I was touched by how touched people were by the show, particularly the writing, and it has given me licence to think about how to take it further. Festivals? Overseas? All of this needs to be thought about. And I am excited.

I would love this post to be an interactive space to talk about the show, if you saw it. What did you think? What would you like to see it become?

About to get in my head, again

I have completely neglected this space which used to be a place I loved. I want to fall in love with it again, and am going to commit to writing here every day for a month, from today until the 9 December. I am going to use it as an Albert Dumbledore ‘pensieve’; a place to put down in words the noise that occupies my mind. I am going to treat it as a discipline, so I can make things, instead of shout back at rubbish on social media. I am going to use it as a platform for me to get off social media a bit too. I am also going to use it as a place to reflect on the things that are meaningful and important to me at the moment, in no particular order, and I hope that this will become a place where I can be seen, and engaged with, in a more complex and nuanced way than on social media (a necessary, addictive and completely dangerous and amazing space).
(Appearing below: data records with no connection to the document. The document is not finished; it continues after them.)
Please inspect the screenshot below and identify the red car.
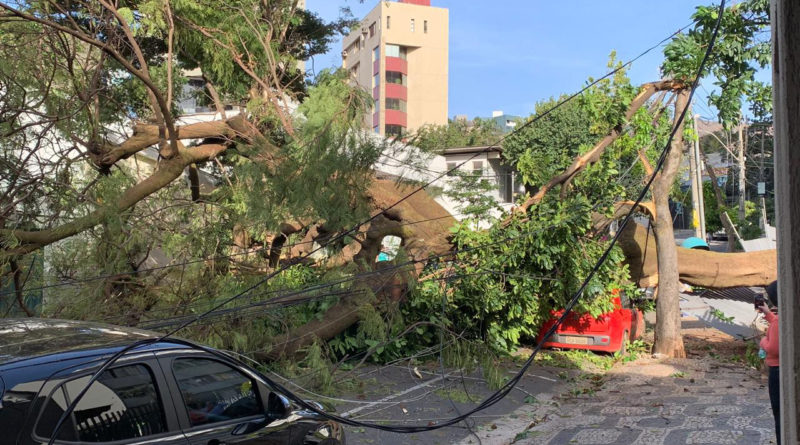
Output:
[536,292,644,354]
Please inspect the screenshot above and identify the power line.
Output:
[48,13,725,438]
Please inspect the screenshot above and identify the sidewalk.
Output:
[462,322,775,445]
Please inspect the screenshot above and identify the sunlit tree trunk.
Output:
[653,90,689,357]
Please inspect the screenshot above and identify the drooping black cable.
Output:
[48,13,725,438]
[10,23,691,302]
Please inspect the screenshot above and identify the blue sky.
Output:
[306,0,752,118]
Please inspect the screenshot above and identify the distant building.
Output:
[342,0,449,136]
[481,111,522,133]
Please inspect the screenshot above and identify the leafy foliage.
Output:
[662,0,772,127]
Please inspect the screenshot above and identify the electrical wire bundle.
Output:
[42,0,725,438]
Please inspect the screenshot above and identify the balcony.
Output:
[384,110,408,128]
[382,83,408,100]
[386,56,408,74]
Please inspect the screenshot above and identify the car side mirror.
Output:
[266,392,292,421]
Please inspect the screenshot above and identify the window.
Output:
[386,97,406,113]
[36,365,167,442]
[386,125,405,137]
[386,71,406,85]
[172,358,263,426]
[386,43,406,60]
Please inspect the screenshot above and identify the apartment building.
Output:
[342,0,449,137]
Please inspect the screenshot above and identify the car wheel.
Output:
[617,329,630,355]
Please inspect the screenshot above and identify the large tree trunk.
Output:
[653,90,689,357]
[701,153,736,252]
[619,224,778,288]
[256,179,455,361]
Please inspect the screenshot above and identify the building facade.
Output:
[342,0,449,137]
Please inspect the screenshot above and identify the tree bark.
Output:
[0,144,226,259]
[653,90,689,357]
[619,224,778,288]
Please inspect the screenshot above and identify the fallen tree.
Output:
[619,224,778,288]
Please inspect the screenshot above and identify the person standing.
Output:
[758,281,781,445]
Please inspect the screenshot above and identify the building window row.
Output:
[384,125,406,137]
[386,97,406,113]
[410,16,428,34]
[386,71,408,86]
[386,43,407,60]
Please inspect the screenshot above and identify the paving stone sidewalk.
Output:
[461,358,776,445]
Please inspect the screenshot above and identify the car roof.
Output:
[0,318,164,365]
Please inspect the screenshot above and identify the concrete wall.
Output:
[342,1,449,135]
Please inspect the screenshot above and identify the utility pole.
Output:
[689,115,706,239]
[693,114,706,239]
[758,125,767,237]
[739,119,747,224]
[770,0,800,444]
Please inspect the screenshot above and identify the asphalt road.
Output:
[324,364,577,445]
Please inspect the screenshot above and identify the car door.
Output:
[32,353,187,445]
[159,351,323,445]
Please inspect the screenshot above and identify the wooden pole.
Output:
[689,111,705,239]
[770,0,800,445]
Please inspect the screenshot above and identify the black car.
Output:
[0,319,344,445]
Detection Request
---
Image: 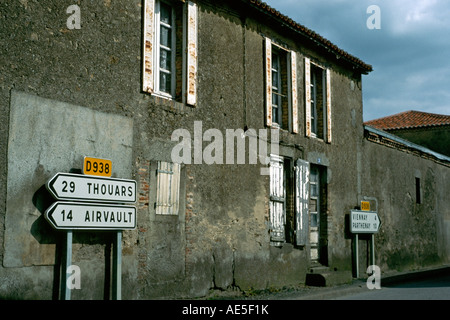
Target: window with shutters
[143,0,197,105]
[269,155,286,245]
[265,38,298,133]
[269,155,296,246]
[155,161,180,215]
[305,58,331,142]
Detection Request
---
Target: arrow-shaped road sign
[46,173,136,203]
[350,210,381,233]
[45,202,136,230]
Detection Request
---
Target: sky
[264,0,450,121]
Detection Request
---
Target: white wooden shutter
[265,38,272,127]
[290,51,298,133]
[305,58,311,137]
[156,161,180,215]
[186,1,198,106]
[142,0,155,93]
[269,155,286,242]
[295,159,309,246]
[326,69,331,143]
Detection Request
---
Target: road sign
[45,201,136,230]
[46,173,136,203]
[361,201,370,211]
[350,210,381,233]
[83,157,112,177]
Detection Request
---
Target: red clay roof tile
[364,110,450,131]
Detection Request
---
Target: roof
[364,126,450,166]
[364,110,450,131]
[243,0,373,74]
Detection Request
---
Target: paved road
[335,274,450,300]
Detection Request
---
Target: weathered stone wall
[0,0,449,299]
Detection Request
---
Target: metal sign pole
[370,233,375,266]
[355,233,359,279]
[61,230,73,300]
[112,231,122,300]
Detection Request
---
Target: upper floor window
[305,58,331,142]
[265,38,298,133]
[142,0,198,105]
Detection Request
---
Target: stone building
[0,0,450,299]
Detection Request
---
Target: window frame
[305,57,332,143]
[142,0,198,107]
[155,161,181,215]
[154,0,176,99]
[265,37,298,133]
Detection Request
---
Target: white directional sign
[45,202,136,230]
[46,173,136,203]
[350,210,381,233]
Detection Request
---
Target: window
[155,1,176,97]
[265,38,298,133]
[155,161,180,215]
[269,155,286,245]
[143,0,197,106]
[305,58,331,142]
[269,155,309,246]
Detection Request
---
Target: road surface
[334,274,450,300]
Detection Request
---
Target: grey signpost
[350,210,381,278]
[45,173,137,300]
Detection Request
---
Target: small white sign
[45,202,136,230]
[46,173,136,203]
[350,210,381,233]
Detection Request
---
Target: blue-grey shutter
[270,155,286,243]
[295,159,309,246]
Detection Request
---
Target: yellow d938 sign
[83,157,112,177]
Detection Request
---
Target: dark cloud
[266,0,450,120]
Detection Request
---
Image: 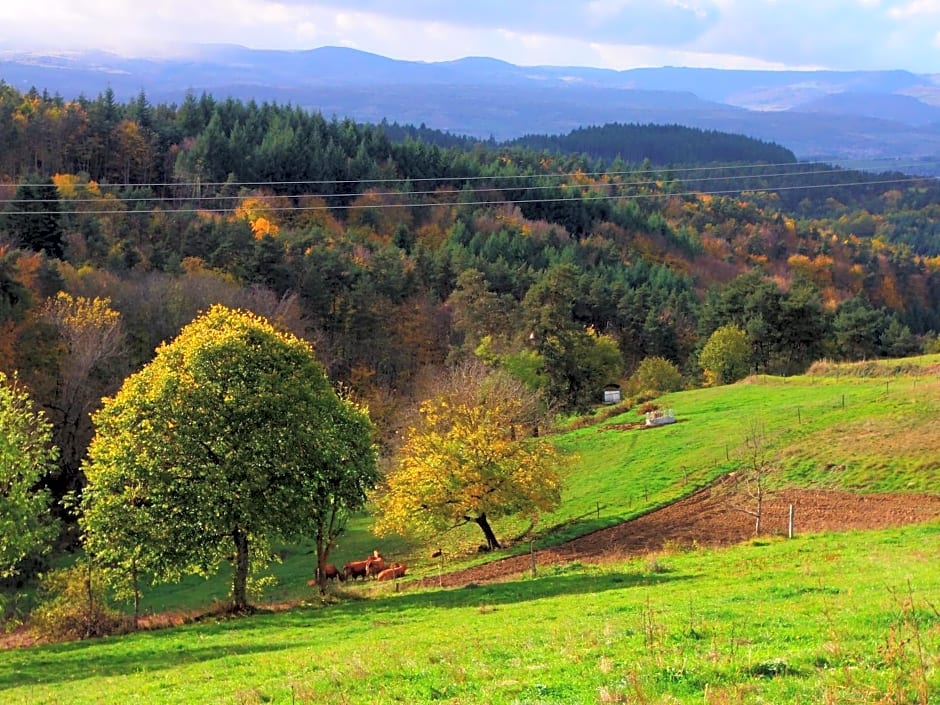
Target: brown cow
[343,550,385,580]
[366,556,388,578]
[375,563,407,580]
[343,558,373,580]
[323,563,346,582]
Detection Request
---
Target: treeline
[509,123,796,166]
[0,84,940,536]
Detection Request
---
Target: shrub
[30,564,124,641]
[631,357,682,393]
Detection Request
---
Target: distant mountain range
[0,45,940,169]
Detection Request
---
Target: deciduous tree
[375,366,564,549]
[698,325,751,384]
[81,306,377,611]
[0,372,56,578]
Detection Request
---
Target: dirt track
[414,480,940,587]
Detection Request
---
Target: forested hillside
[0,83,940,524]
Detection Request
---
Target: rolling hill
[0,45,940,166]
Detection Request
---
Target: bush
[630,357,682,393]
[30,564,124,641]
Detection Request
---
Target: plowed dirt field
[412,479,940,588]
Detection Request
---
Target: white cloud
[0,0,940,72]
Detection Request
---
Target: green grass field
[0,524,940,705]
[0,356,940,705]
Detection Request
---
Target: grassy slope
[0,524,940,704]
[7,356,940,703]
[144,355,940,611]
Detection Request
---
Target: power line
[9,159,940,190]
[0,165,925,208]
[4,177,923,215]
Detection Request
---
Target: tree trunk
[317,537,329,595]
[232,527,248,612]
[473,512,502,551]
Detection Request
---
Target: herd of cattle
[311,551,406,582]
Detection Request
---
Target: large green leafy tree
[81,305,377,611]
[375,366,566,549]
[0,372,57,578]
[698,325,751,384]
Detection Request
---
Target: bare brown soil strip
[403,480,940,587]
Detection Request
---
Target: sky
[0,0,940,74]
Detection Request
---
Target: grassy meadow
[0,355,940,705]
[0,523,940,705]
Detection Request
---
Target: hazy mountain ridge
[0,45,940,171]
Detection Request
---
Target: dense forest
[0,82,940,540]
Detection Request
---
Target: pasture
[0,356,940,705]
[0,522,940,705]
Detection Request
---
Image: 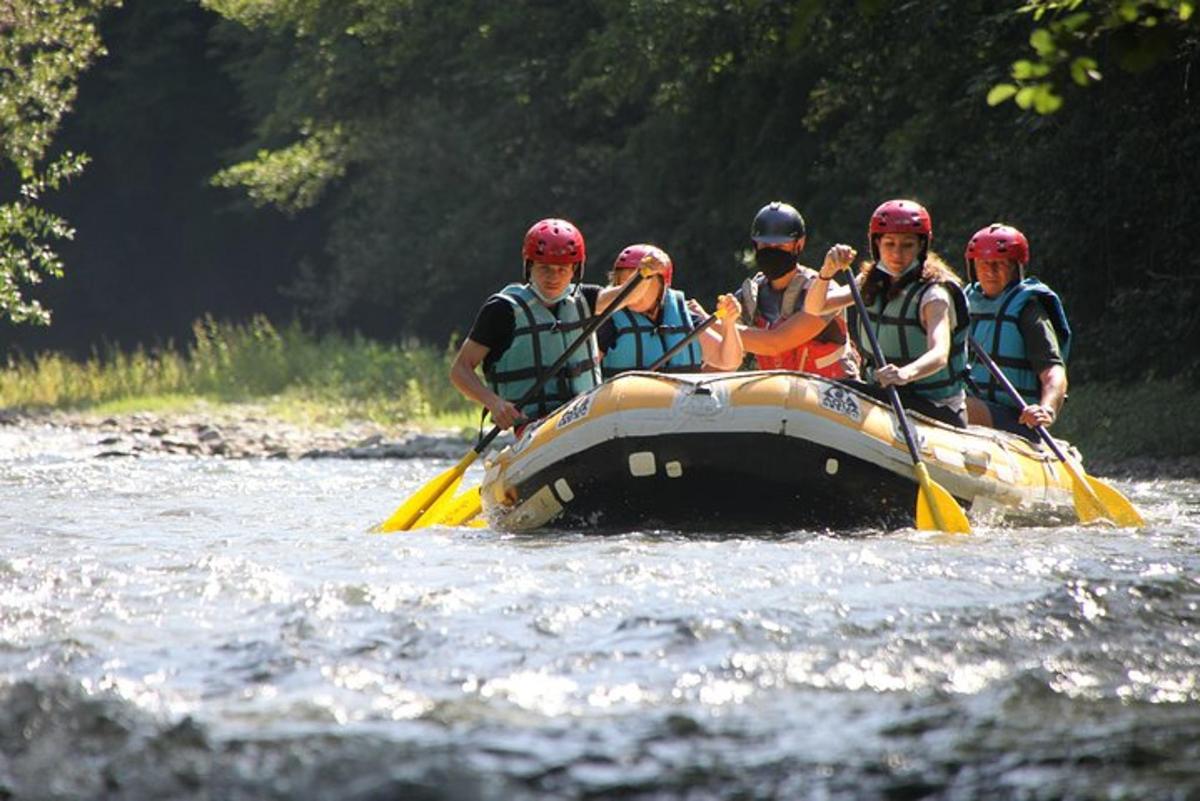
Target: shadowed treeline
[0,0,1200,381]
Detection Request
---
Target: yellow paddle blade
[1076,475,1146,529]
[1062,460,1146,529]
[409,472,462,529]
[372,451,479,534]
[1070,471,1116,523]
[913,462,971,534]
[438,484,487,525]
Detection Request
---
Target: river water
[0,428,1200,801]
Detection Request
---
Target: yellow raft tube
[481,371,1078,532]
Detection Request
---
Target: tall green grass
[0,317,473,424]
[0,317,1200,459]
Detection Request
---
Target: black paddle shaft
[847,276,920,464]
[967,337,1067,462]
[646,314,720,373]
[474,270,646,453]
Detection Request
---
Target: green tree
[0,0,120,324]
[988,0,1200,114]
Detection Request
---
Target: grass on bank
[0,317,1200,459]
[0,317,479,428]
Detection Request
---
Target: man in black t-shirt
[450,218,657,429]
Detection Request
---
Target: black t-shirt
[1016,300,1066,373]
[467,284,601,369]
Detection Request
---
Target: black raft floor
[506,433,917,532]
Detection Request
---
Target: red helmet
[612,245,674,287]
[868,200,934,260]
[521,217,587,281]
[966,223,1030,266]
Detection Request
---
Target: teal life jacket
[600,289,704,378]
[851,279,970,401]
[484,284,600,420]
[966,278,1070,409]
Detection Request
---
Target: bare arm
[804,245,857,314]
[1020,365,1067,428]
[738,312,828,356]
[450,337,522,429]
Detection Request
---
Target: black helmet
[750,200,808,246]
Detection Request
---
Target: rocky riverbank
[0,406,492,459]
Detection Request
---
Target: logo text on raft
[821,384,863,420]
[554,395,592,428]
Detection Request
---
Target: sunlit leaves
[988,0,1200,114]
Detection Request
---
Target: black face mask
[754,247,796,281]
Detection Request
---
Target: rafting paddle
[372,266,655,534]
[971,338,1146,528]
[412,303,725,529]
[846,276,971,534]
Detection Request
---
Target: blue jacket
[485,284,600,420]
[966,278,1070,408]
[600,289,704,378]
[852,281,970,401]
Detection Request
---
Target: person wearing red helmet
[737,200,859,379]
[596,243,743,378]
[965,223,1070,441]
[450,217,638,429]
[805,200,970,427]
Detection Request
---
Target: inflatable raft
[481,371,1078,532]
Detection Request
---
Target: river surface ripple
[0,429,1200,801]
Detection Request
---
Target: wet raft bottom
[496,433,917,532]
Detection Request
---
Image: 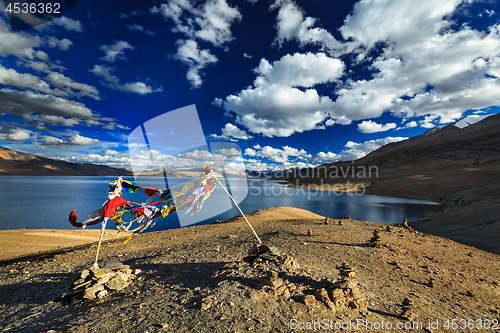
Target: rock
[95,276,111,286]
[104,260,124,270]
[281,288,292,300]
[278,255,300,268]
[314,288,335,310]
[351,287,363,299]
[83,285,104,299]
[302,295,316,306]
[90,268,114,279]
[274,285,290,296]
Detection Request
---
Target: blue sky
[0,0,500,170]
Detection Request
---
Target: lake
[0,176,444,231]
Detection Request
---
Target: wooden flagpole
[217,179,262,244]
[92,219,108,268]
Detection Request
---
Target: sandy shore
[0,229,126,261]
[0,207,324,261]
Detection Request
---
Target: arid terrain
[0,207,500,332]
[280,114,500,254]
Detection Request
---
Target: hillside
[0,207,500,333]
[0,147,132,176]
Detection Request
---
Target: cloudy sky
[0,0,500,169]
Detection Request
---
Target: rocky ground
[0,209,500,332]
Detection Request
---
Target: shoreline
[0,203,500,263]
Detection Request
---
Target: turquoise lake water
[0,176,444,231]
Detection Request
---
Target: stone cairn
[60,260,141,300]
[327,262,368,313]
[399,298,415,321]
[368,229,381,247]
[400,219,415,233]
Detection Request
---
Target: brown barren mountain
[284,114,500,253]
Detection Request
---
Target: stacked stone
[328,262,368,313]
[61,260,141,299]
[336,261,358,289]
[369,229,380,247]
[399,298,415,321]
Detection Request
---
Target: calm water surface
[0,176,444,231]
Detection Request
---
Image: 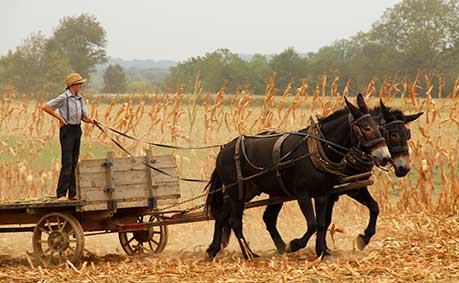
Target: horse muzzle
[371,143,391,166]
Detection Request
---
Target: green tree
[370,0,459,75]
[54,14,107,78]
[248,54,272,94]
[102,64,128,93]
[270,47,307,90]
[42,39,72,96]
[165,49,249,92]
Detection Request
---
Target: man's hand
[58,117,68,128]
[81,116,97,125]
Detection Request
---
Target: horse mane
[319,108,349,123]
[319,106,405,124]
[370,106,405,121]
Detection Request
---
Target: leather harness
[230,115,384,199]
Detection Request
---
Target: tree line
[0,0,459,95]
[164,0,459,94]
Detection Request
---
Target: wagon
[0,151,371,266]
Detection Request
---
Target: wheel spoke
[43,247,53,256]
[38,227,50,235]
[67,246,75,254]
[57,219,68,232]
[127,236,135,244]
[45,219,53,234]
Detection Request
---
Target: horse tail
[204,169,223,217]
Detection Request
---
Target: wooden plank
[80,184,179,201]
[79,167,177,188]
[0,200,82,210]
[105,151,117,213]
[145,149,158,208]
[79,199,177,211]
[82,182,179,197]
[78,155,177,174]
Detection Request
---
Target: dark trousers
[56,125,82,198]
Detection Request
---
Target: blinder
[349,114,386,148]
[380,120,411,154]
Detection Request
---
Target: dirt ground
[0,201,459,282]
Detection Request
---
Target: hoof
[355,235,367,250]
[316,249,331,258]
[204,249,218,261]
[286,239,304,253]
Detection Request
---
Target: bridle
[379,120,411,154]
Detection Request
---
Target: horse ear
[344,96,360,118]
[405,112,424,124]
[357,92,370,114]
[379,98,391,121]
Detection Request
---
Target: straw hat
[65,73,86,87]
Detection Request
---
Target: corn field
[0,77,459,214]
[0,76,459,282]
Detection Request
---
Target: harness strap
[272,134,293,197]
[234,136,244,200]
[308,124,346,177]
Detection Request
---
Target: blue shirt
[47,90,88,125]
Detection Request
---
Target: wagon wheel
[118,215,168,256]
[32,212,84,266]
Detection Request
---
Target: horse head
[344,93,391,166]
[379,100,423,177]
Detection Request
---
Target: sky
[0,0,399,61]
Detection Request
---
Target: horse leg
[221,221,231,249]
[263,202,287,254]
[316,195,339,253]
[230,200,258,259]
[287,194,317,252]
[315,196,330,256]
[207,201,230,259]
[348,187,379,250]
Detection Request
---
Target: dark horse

It feels like there is a lot going on, personally, and in the word; everything influencing everything else and thoughts, ideas, feelings and actions are all jumbled. One of the unavoidable dangers of social media is #whataboutism and I suffer from it. Am I more vegan than anti-racist? Am I more feminist than environmentalist? Am I more concerned with  international politics than I should be? When I suffer #whataboutism I get stuck, and very unproductive.

So, I want to go back to a thinking about and thinking up and thinking out space. A creative, improv-positive, dynamic space.

What do you think?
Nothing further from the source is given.